Sending message 'greetings, example-actor!' to MqqbarbazBB8x
Successfully triggered execution '5P7foobarrrA6' on actor 'MqqbarbazBB8x'
Check Execution of Downstream example-actor¶
The goal of this tutorial was to send a message to
upstream-messenger and have it trigger an execution on
example-actor.

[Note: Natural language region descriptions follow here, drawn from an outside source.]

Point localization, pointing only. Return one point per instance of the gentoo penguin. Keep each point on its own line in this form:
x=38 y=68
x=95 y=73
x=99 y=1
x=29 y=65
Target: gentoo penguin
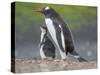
x=47 y=49
x=59 y=32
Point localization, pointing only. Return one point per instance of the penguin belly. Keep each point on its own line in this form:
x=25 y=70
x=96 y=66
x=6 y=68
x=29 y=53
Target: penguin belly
x=57 y=39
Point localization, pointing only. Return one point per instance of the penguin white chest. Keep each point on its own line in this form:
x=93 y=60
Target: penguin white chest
x=51 y=29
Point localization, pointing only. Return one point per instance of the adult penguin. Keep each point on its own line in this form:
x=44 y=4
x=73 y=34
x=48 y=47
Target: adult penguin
x=47 y=49
x=59 y=32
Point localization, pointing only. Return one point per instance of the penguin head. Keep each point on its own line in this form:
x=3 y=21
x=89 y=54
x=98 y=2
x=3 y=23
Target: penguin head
x=43 y=29
x=47 y=11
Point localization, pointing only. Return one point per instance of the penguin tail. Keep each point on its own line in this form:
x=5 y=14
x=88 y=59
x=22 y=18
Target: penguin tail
x=78 y=57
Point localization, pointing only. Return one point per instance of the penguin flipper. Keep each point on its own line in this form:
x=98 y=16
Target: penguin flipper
x=78 y=57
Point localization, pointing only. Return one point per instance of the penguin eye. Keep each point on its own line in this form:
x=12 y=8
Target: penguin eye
x=47 y=8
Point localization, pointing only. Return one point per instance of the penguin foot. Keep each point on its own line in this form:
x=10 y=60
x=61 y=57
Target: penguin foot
x=82 y=59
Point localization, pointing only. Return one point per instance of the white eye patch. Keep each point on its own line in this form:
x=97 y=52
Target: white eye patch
x=47 y=8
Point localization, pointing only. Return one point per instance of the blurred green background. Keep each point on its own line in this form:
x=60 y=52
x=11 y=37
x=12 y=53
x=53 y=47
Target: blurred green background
x=75 y=16
x=82 y=21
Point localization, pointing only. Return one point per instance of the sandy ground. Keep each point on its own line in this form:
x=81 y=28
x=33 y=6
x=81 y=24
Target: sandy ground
x=26 y=66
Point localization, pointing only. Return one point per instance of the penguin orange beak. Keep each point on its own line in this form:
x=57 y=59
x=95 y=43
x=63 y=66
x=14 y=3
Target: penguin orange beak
x=38 y=10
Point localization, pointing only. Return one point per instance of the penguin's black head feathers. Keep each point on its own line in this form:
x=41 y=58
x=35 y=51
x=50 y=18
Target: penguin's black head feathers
x=47 y=11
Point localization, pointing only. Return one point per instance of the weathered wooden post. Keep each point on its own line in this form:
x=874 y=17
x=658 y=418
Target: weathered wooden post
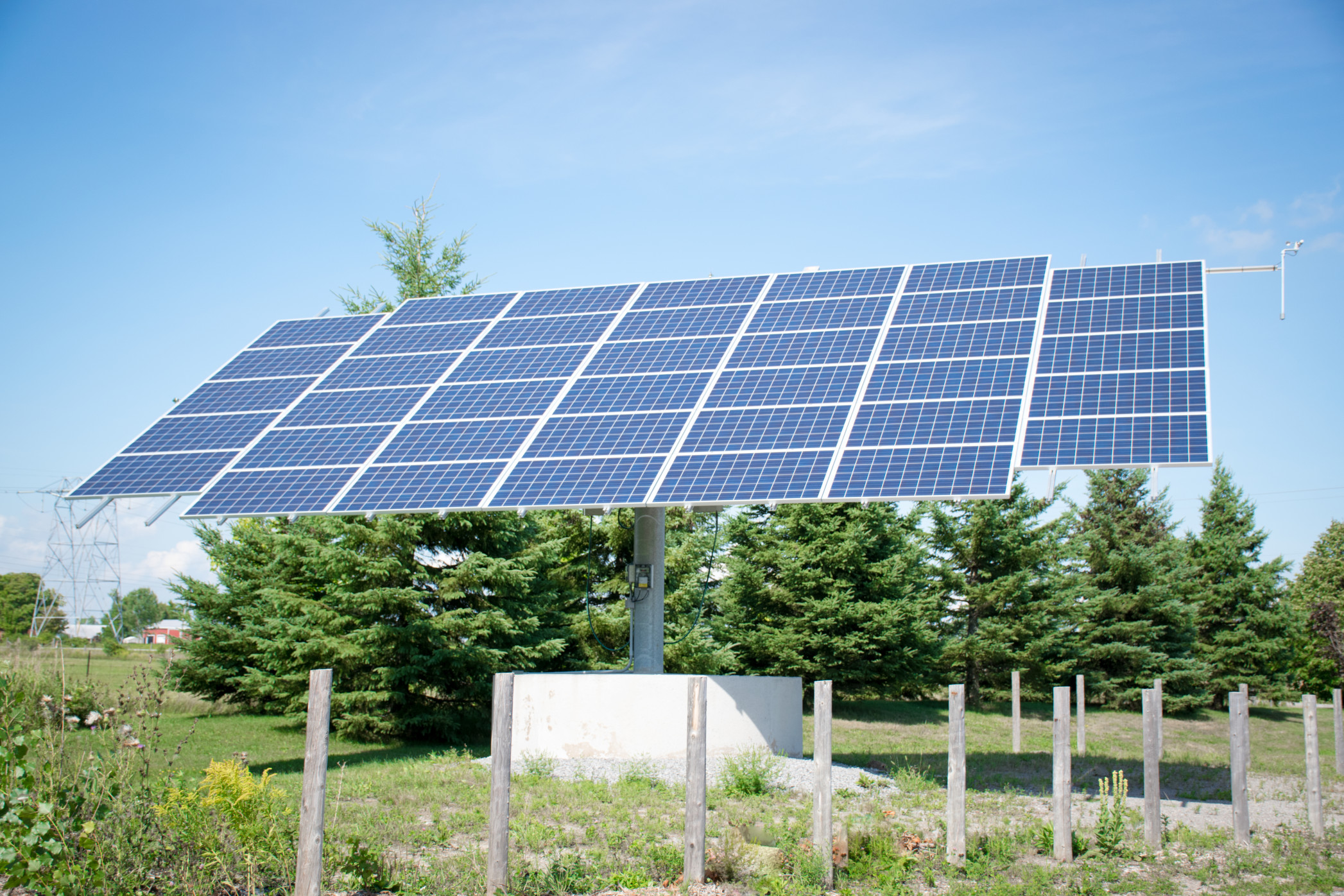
x=1064 y=788
x=1017 y=711
x=822 y=778
x=1157 y=689
x=502 y=755
x=1237 y=710
x=1339 y=731
x=1313 y=768
x=1082 y=719
x=957 y=774
x=693 y=856
x=312 y=804
x=1152 y=784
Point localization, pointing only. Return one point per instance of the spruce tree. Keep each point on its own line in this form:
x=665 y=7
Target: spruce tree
x=1241 y=618
x=995 y=578
x=1319 y=585
x=830 y=591
x=1131 y=586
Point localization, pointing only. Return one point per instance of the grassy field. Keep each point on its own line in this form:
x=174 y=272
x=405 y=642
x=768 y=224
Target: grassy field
x=422 y=805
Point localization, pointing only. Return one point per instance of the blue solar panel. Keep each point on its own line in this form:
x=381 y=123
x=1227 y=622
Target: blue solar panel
x=787 y=386
x=266 y=492
x=825 y=313
x=653 y=393
x=1120 y=375
x=393 y=370
x=420 y=487
x=719 y=291
x=451 y=308
x=975 y=378
x=777 y=476
x=458 y=441
x=155 y=473
x=196 y=433
x=316 y=446
x=280 y=362
x=578 y=483
x=788 y=350
x=768 y=429
x=547 y=331
x=242 y=395
x=974 y=470
x=518 y=363
x=682 y=322
x=422 y=338
x=608 y=435
x=318 y=331
x=490 y=399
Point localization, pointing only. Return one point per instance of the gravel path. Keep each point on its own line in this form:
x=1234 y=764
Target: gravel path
x=793 y=774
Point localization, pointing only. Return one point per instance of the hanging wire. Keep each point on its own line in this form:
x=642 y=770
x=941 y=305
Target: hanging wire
x=588 y=591
x=705 y=587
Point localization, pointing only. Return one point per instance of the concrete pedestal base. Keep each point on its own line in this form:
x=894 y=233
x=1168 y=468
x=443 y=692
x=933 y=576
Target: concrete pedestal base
x=623 y=716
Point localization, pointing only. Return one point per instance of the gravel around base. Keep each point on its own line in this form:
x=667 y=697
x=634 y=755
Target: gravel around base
x=793 y=774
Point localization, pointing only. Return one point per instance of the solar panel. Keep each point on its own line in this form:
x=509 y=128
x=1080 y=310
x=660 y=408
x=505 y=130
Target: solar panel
x=1121 y=378
x=881 y=383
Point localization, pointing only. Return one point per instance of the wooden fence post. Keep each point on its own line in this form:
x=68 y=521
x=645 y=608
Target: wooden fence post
x=502 y=758
x=822 y=692
x=1082 y=718
x=1241 y=806
x=1064 y=785
x=1152 y=763
x=312 y=804
x=1017 y=711
x=1339 y=731
x=957 y=774
x=693 y=856
x=1313 y=768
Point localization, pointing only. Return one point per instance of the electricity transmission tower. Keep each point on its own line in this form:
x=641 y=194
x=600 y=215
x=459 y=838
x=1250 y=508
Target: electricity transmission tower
x=82 y=566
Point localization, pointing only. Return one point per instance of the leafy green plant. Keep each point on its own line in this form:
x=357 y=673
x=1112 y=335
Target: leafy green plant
x=367 y=867
x=1110 y=814
x=752 y=773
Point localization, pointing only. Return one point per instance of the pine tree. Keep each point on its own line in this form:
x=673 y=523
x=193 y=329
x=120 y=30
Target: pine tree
x=411 y=613
x=1131 y=585
x=1319 y=585
x=1242 y=621
x=996 y=576
x=830 y=591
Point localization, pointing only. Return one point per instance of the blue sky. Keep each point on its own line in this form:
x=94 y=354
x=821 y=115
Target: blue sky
x=178 y=177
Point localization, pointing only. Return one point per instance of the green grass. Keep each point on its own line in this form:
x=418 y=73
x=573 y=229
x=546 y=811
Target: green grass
x=424 y=805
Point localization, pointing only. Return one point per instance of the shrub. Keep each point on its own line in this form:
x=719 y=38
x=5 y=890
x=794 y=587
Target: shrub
x=752 y=773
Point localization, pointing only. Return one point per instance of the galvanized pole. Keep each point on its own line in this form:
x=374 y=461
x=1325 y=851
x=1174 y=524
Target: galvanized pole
x=693 y=860
x=1241 y=804
x=957 y=774
x=502 y=755
x=1064 y=784
x=312 y=806
x=1017 y=711
x=1313 y=768
x=822 y=779
x=1152 y=784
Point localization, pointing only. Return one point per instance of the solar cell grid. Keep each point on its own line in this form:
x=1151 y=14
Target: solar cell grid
x=315 y=446
x=201 y=433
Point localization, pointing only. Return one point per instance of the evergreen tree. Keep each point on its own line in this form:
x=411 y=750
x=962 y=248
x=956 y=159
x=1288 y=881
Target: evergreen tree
x=1241 y=618
x=1131 y=586
x=411 y=613
x=996 y=576
x=1319 y=585
x=830 y=591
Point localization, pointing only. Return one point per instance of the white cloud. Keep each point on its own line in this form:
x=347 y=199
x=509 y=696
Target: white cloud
x=1232 y=241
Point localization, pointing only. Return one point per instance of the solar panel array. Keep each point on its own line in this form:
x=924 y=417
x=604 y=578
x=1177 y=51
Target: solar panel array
x=877 y=383
x=1120 y=378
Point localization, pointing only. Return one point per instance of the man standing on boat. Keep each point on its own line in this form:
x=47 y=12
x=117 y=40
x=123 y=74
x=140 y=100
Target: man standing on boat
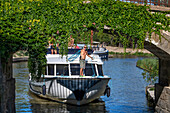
x=83 y=54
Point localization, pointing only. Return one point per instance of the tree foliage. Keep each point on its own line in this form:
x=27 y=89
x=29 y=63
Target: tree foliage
x=151 y=69
x=28 y=24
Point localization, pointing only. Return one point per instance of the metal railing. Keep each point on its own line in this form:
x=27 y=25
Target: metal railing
x=165 y=3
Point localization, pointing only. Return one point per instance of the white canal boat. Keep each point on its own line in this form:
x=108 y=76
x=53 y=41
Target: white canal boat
x=62 y=82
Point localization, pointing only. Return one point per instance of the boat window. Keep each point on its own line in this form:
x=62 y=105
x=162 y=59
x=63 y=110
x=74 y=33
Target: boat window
x=100 y=71
x=62 y=70
x=51 y=69
x=75 y=69
x=90 y=70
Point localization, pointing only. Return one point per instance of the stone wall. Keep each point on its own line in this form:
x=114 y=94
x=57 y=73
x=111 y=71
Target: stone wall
x=7 y=87
x=163 y=104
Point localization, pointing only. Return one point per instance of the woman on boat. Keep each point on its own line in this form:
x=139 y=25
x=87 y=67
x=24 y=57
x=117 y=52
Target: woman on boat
x=51 y=43
x=83 y=54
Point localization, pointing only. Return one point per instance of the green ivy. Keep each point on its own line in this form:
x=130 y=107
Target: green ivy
x=28 y=24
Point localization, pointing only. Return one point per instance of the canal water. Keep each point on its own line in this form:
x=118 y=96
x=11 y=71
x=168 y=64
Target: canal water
x=127 y=91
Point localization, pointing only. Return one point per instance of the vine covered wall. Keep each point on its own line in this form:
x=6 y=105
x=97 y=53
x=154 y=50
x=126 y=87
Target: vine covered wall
x=29 y=24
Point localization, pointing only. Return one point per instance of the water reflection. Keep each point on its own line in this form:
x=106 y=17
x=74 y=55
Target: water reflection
x=127 y=91
x=39 y=105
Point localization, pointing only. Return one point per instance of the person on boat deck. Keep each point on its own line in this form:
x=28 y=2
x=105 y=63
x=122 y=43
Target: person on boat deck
x=51 y=43
x=83 y=54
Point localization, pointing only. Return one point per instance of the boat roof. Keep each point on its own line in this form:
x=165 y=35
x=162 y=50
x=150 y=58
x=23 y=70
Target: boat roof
x=71 y=59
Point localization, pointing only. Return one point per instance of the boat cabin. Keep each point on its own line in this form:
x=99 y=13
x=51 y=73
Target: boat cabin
x=58 y=65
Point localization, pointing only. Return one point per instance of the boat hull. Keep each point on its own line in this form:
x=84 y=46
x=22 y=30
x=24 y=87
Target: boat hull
x=77 y=91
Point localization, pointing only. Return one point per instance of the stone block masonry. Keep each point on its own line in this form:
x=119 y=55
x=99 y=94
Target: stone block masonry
x=163 y=104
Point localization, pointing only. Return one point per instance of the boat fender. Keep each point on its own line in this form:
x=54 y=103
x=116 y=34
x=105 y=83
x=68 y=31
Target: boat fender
x=107 y=91
x=44 y=89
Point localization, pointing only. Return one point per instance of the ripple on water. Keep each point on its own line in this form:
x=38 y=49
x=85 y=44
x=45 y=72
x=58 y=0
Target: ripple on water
x=127 y=91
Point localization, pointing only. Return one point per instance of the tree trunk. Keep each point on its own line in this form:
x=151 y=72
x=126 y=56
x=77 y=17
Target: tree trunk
x=7 y=87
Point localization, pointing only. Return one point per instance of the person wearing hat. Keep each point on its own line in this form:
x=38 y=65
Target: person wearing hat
x=83 y=54
x=51 y=43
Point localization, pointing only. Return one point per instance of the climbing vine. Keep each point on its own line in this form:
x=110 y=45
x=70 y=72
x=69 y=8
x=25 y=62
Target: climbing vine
x=28 y=24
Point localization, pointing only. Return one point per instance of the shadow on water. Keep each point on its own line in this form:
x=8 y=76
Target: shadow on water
x=127 y=91
x=39 y=105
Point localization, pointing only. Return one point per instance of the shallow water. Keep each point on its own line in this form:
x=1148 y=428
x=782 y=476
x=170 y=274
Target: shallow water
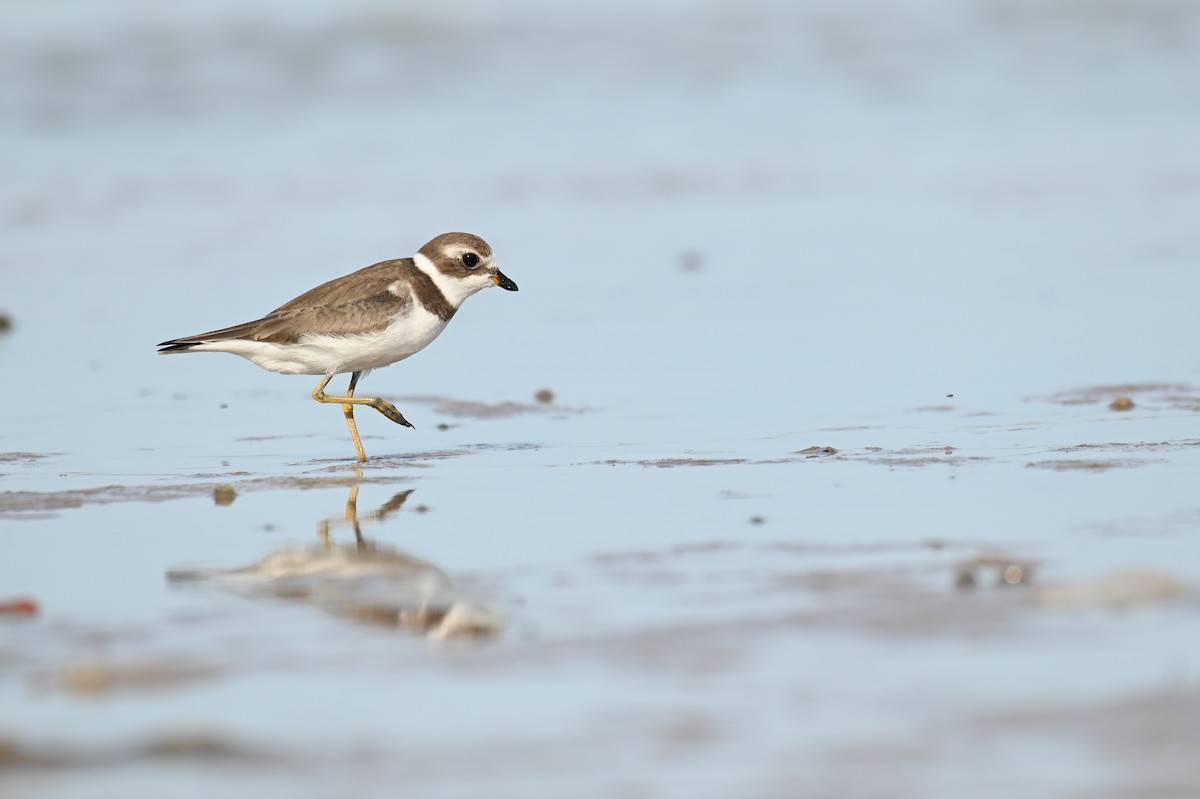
x=833 y=301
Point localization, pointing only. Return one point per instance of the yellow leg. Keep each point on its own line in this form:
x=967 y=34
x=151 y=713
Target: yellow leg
x=348 y=409
x=348 y=403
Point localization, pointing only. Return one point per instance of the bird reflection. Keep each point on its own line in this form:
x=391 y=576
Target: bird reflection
x=363 y=581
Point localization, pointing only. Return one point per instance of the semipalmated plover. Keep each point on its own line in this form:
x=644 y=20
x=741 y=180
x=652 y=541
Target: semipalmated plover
x=370 y=318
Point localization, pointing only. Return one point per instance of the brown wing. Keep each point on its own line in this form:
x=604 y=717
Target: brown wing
x=359 y=301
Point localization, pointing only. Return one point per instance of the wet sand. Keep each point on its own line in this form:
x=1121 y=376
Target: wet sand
x=840 y=442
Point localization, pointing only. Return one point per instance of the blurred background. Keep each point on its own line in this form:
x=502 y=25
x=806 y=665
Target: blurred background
x=739 y=229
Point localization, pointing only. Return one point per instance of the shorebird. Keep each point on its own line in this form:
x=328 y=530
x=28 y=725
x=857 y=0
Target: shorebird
x=370 y=318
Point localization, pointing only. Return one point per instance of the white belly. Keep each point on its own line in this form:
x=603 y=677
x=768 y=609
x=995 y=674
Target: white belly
x=322 y=354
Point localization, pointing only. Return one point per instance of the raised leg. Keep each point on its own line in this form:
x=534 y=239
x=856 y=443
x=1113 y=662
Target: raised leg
x=348 y=403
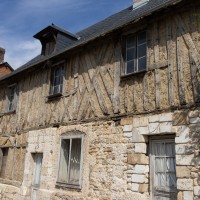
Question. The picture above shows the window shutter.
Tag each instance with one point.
(1, 159)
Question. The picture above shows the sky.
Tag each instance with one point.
(21, 19)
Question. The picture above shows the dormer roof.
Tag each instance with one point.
(55, 30)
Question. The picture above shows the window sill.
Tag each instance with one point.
(8, 113)
(133, 74)
(68, 186)
(54, 96)
(10, 182)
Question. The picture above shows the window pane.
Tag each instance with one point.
(56, 90)
(64, 161)
(75, 161)
(142, 64)
(56, 80)
(57, 71)
(170, 149)
(160, 180)
(130, 67)
(130, 54)
(170, 164)
(142, 50)
(171, 180)
(130, 42)
(160, 164)
(142, 37)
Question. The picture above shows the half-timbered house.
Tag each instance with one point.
(109, 113)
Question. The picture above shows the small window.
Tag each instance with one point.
(70, 162)
(136, 53)
(163, 169)
(57, 80)
(12, 97)
(3, 161)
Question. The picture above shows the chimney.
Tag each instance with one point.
(2, 52)
(139, 3)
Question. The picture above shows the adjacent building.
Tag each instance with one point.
(109, 113)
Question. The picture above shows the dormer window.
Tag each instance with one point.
(48, 44)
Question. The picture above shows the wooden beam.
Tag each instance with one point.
(194, 77)
(170, 61)
(116, 99)
(180, 73)
(156, 60)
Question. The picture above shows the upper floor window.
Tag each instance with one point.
(12, 97)
(69, 171)
(136, 53)
(57, 79)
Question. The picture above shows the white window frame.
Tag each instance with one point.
(152, 140)
(135, 60)
(70, 137)
(14, 98)
(52, 86)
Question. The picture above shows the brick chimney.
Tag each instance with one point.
(139, 3)
(2, 53)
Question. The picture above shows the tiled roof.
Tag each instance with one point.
(101, 28)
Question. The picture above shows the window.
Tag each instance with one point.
(12, 97)
(136, 53)
(163, 169)
(3, 161)
(57, 80)
(70, 161)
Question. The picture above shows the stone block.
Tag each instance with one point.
(180, 196)
(134, 158)
(195, 120)
(166, 127)
(136, 122)
(185, 184)
(187, 195)
(182, 172)
(126, 121)
(141, 169)
(166, 117)
(197, 191)
(143, 121)
(143, 188)
(138, 137)
(140, 147)
(135, 187)
(154, 118)
(193, 113)
(186, 149)
(138, 178)
(128, 128)
(185, 160)
(154, 128)
(182, 133)
(180, 118)
(128, 134)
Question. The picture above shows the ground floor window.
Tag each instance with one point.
(3, 161)
(163, 169)
(70, 161)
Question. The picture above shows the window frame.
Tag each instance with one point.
(52, 94)
(135, 60)
(3, 161)
(152, 140)
(70, 137)
(14, 98)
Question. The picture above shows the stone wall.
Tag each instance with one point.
(115, 158)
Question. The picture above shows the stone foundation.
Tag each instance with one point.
(115, 159)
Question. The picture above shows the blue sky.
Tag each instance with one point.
(21, 19)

Let’s check the status of the execution and inspect
the logs:
$ tapis actors execs show MqqbarbazBB8x 5P7foobarrrA6
+-----------+-----------------------------+
| Field | Value |
+-----------+-----------------------------+
| actorId | MqqbarbazBB8x |
| apiServer | https://api.tacc.utexas.edu |
| id | 5P7foobarrrA6 |
| status | COMPLETE |
| workerId | DJPworkerzKlN |
+-----------+-----------------------------+
$ tapis actors execs logs MqqbarbazBB8x 5P7foobarrrA6
Logs for execution 5P7foobarrrA6
Actor received message: hello, example-actor!
Conclusion¶
Congratulations! We have successfully deployed a workflow that sends a message between two Actors. Of course, real-world multi-Actor workflows will send much more useful information than “hello, world.” In practice, messages contain file paths, names of analyses to run, and other metadata. It is also possible for one Actor to send messages to multiple other Actors, allowing for a single action such as a file upload to trigger many downstream processes, such as file management, running analyses, logging, and more.